Wait at least a few weeks. The first month of any token's existence is when the rug-pull risk is highest. By waiting, you trade upside (you miss the early-buyer gains) for safety (you let the team's behavior reveal itself).
Size positions appropriately. Anything below top-50 market cap should be a small position. Anything below top-200 should be money you'd be okay losing entirely.
Don't FOMO during peak hype. The phase where everyone is talking about the token is statistically the worst phase to buy.
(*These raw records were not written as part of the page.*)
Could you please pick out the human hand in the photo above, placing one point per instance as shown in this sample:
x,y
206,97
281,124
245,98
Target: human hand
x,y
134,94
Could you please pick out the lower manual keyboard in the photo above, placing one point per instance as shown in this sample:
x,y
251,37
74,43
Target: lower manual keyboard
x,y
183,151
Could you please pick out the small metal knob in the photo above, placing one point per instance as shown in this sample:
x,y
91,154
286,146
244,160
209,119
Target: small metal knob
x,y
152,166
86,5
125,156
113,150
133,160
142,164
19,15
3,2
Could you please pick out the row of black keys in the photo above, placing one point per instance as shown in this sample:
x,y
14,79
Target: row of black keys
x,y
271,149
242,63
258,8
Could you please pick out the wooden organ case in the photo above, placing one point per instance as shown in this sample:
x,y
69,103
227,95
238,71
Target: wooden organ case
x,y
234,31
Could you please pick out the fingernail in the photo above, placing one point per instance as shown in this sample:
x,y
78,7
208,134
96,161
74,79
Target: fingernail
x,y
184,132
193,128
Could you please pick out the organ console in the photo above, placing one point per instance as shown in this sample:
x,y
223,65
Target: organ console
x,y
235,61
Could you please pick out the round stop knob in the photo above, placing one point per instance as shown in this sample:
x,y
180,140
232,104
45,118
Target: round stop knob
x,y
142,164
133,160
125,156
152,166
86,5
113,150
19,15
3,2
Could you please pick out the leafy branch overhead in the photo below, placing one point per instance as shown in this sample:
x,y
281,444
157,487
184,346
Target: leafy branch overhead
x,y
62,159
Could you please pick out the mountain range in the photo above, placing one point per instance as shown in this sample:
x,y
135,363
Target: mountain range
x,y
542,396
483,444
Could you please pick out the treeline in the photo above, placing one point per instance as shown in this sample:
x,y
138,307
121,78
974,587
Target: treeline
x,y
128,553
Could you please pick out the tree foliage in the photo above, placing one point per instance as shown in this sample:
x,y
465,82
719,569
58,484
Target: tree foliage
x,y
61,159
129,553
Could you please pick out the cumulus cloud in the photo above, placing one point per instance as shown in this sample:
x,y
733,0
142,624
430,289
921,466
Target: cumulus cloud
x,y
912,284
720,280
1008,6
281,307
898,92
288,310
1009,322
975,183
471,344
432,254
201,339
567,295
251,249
Real opportunities don't require urgency; manufactured opportunities always do.
If you got rugged
Recovery options are limited:
- Report to the appropriate authority (IC3 for US users, equivalent in other jurisdictions).
- Report to the exchange where the token was traded if it's centralized.
- Don't engage with "recovery services" that DM you offering help. They are almost universally second-stage scams.
- The realistic recovery rate on rug pulls is near zero. The money is gone.
Takeaway
Rug pulls are not a clever, novel attack. They follow a predictable structure. Once you've seen three or four, the pattern is obvious. The hard part isn't recognizing them after the fact — it's avoiding them while the FOMO is loud.
If a new token is showing 80x gains in a week and your gut is telling you to buy, your gut is being correctly engineered by the operation. The way to win this game is to mostly not play it.